John C. Morris III, M.D., with Endocrinology, Diabetes, Metabolism, and Nutrition at Mayo Clinic in Rochester, Minnesota, adds, "From an economic perspective, the cost of thyroid nodule RFA at our institution is approximately 30 to 50 percent that of a lobectomy. We recognize that our study cohort is small. Additional data are needed to fully assess the utility of RFA in the U.S. population, as most published studies come from a handful of expert centers, mainly in Italy and South Korea. To our knowledge, this is the first study to test the effectiveness and feasibility of thyroid nodule RFA in the United States."
Dr. Stan concludes, "Our experience confirms that ultrasound-guided thyroid nodule RFA is an effective and safe outpatient treatment in patients with symptomatic or steadily growing benign, large, predominantly solid thyroid nodules. This procedure induces substantial thyroid nodule volume reduction, alleviates compressive symptoms and improves esthetic appearance, while preserving normal thyroid function.
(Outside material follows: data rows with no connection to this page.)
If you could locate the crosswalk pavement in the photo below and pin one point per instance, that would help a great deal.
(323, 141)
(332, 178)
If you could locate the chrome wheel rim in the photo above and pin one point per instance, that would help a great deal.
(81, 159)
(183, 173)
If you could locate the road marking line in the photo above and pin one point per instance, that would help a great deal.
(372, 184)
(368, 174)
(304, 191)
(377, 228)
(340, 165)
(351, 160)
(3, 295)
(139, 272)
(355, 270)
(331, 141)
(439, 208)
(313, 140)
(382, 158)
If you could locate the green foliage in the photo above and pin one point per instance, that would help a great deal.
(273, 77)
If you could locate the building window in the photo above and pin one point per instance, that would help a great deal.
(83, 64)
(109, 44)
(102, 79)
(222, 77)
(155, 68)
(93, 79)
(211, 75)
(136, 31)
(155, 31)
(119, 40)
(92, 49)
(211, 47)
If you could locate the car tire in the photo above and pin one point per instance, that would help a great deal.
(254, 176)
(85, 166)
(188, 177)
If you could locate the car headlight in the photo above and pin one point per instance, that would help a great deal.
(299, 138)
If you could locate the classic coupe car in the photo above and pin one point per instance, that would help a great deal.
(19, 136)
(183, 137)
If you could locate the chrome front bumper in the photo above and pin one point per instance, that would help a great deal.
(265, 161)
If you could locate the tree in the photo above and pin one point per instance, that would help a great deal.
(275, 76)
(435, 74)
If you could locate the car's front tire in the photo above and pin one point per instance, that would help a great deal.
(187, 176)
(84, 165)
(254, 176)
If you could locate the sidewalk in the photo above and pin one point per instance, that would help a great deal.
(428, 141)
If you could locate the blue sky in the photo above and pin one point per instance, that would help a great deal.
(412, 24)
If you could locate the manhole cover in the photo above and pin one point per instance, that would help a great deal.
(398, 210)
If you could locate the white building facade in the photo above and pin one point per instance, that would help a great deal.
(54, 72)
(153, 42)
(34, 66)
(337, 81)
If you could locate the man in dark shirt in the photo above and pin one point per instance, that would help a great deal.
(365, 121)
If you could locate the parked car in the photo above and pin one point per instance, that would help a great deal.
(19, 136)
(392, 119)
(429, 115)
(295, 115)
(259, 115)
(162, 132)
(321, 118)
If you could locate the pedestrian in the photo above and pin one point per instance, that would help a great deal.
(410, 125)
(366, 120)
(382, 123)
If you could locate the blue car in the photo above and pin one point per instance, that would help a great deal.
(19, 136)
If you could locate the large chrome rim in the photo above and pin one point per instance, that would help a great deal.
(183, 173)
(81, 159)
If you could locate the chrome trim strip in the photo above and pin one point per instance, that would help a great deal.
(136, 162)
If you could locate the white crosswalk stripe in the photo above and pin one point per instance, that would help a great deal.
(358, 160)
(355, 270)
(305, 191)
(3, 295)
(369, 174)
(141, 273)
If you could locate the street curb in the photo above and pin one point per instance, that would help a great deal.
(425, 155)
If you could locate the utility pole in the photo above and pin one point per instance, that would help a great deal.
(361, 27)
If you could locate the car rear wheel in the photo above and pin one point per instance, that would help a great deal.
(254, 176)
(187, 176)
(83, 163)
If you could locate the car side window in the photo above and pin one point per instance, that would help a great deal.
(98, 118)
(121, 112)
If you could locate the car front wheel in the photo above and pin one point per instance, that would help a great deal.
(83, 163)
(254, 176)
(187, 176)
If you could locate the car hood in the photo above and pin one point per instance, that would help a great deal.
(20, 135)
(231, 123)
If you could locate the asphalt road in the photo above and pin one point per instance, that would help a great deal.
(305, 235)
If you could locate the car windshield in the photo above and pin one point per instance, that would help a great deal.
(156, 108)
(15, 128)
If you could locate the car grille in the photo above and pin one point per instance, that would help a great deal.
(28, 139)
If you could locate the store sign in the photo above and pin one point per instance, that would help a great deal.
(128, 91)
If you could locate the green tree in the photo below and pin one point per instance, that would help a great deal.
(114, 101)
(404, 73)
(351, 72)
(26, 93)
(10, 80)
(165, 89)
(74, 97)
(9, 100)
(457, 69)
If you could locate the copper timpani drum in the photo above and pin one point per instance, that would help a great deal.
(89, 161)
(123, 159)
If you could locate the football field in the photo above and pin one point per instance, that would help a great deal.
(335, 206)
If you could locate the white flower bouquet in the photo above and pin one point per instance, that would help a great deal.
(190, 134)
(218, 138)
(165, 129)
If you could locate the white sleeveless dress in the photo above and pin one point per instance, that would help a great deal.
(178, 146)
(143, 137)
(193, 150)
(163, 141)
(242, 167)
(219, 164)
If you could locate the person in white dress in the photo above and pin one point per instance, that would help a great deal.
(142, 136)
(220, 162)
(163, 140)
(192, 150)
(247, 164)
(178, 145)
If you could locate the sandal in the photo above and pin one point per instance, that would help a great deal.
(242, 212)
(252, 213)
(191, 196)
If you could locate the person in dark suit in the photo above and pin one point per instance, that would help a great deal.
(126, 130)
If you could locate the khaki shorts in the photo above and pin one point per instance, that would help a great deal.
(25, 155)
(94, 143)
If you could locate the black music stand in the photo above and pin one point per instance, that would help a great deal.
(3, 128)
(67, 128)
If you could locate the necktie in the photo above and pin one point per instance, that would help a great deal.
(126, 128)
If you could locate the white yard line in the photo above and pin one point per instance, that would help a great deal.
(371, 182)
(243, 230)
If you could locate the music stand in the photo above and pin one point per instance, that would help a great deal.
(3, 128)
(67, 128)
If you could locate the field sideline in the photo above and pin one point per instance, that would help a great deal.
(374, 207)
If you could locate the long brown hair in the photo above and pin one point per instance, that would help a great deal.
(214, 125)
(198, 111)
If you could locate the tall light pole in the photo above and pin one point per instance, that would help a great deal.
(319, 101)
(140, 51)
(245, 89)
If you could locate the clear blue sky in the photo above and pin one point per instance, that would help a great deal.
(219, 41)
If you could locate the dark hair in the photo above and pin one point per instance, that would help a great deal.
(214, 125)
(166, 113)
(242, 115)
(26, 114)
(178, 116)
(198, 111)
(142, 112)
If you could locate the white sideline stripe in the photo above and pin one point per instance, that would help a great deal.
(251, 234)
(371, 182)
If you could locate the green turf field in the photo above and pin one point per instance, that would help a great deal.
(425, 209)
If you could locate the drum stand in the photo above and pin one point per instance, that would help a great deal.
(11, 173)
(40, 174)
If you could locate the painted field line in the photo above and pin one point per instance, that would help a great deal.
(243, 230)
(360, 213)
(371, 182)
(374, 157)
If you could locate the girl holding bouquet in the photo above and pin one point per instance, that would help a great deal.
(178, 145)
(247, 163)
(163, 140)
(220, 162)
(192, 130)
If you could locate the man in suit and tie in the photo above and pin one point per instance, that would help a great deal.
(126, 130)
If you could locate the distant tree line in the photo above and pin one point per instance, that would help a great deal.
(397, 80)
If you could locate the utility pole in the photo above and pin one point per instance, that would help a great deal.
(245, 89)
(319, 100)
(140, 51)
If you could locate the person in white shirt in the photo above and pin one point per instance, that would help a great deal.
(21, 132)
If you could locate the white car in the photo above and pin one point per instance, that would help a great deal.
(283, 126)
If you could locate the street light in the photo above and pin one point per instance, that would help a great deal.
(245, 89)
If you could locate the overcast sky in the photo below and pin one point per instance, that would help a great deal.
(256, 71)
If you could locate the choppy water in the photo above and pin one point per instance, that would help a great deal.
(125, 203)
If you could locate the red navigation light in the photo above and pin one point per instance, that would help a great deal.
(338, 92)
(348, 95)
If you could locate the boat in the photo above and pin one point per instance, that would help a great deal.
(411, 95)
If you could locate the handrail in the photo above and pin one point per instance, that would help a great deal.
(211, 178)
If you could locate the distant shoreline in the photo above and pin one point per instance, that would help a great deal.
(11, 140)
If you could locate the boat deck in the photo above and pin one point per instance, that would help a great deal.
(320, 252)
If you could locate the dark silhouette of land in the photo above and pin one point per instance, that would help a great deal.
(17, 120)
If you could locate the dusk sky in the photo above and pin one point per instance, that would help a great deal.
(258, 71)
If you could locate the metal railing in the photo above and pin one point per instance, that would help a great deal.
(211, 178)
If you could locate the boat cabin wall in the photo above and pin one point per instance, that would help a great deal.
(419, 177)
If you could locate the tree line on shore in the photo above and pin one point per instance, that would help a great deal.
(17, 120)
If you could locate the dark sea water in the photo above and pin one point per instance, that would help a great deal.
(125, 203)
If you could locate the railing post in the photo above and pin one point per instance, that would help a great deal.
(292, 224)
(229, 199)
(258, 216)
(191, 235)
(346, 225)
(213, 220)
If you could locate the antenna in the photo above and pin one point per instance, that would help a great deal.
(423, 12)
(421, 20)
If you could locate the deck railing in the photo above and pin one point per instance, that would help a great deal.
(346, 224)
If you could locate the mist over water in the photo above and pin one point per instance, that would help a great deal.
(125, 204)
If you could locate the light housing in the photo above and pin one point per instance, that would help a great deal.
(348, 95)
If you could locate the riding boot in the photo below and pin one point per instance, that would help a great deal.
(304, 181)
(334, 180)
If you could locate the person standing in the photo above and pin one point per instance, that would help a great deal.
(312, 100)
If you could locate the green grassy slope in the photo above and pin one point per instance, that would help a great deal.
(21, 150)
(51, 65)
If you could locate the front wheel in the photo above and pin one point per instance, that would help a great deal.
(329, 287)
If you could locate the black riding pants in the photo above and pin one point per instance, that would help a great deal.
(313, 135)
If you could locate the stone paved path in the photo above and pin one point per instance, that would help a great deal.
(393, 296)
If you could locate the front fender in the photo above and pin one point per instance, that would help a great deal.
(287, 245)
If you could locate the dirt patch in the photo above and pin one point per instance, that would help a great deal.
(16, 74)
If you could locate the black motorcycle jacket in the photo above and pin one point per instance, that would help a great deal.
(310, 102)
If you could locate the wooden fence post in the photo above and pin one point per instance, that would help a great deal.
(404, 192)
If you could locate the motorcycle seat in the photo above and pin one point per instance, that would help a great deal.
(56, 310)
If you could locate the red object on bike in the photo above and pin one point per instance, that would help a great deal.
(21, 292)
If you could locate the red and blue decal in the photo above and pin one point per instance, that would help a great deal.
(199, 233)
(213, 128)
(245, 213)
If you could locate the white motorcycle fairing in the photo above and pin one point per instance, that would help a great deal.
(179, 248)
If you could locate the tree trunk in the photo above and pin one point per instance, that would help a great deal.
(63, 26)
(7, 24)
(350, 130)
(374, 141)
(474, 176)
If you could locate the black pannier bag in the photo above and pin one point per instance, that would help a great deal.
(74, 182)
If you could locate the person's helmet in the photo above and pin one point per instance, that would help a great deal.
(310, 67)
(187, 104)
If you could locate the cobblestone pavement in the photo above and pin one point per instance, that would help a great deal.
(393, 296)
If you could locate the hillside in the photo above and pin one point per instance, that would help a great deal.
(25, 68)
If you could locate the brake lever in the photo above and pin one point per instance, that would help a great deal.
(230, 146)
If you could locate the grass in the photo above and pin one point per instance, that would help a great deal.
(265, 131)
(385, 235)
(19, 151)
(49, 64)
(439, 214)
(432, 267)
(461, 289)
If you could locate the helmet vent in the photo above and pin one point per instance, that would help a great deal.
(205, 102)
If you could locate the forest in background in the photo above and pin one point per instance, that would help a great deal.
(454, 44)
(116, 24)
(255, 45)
"In centers with appropriate expertise, this technique could become an alternative for the management of benign large toxic and nontoxic thyroid nodules. Additional studies should be conducted in similar populations with a particular focus on factors predicting greater response to RFA and comparing the performance of RFA with other procedures."
For more information
Hamidi O, et al. Outcomes of radiofrequency ablation therapy for large benign thyroid nodules: A Mayo Clinic case series. Mayo Clinic Proceedings. 2018;March 21:e1.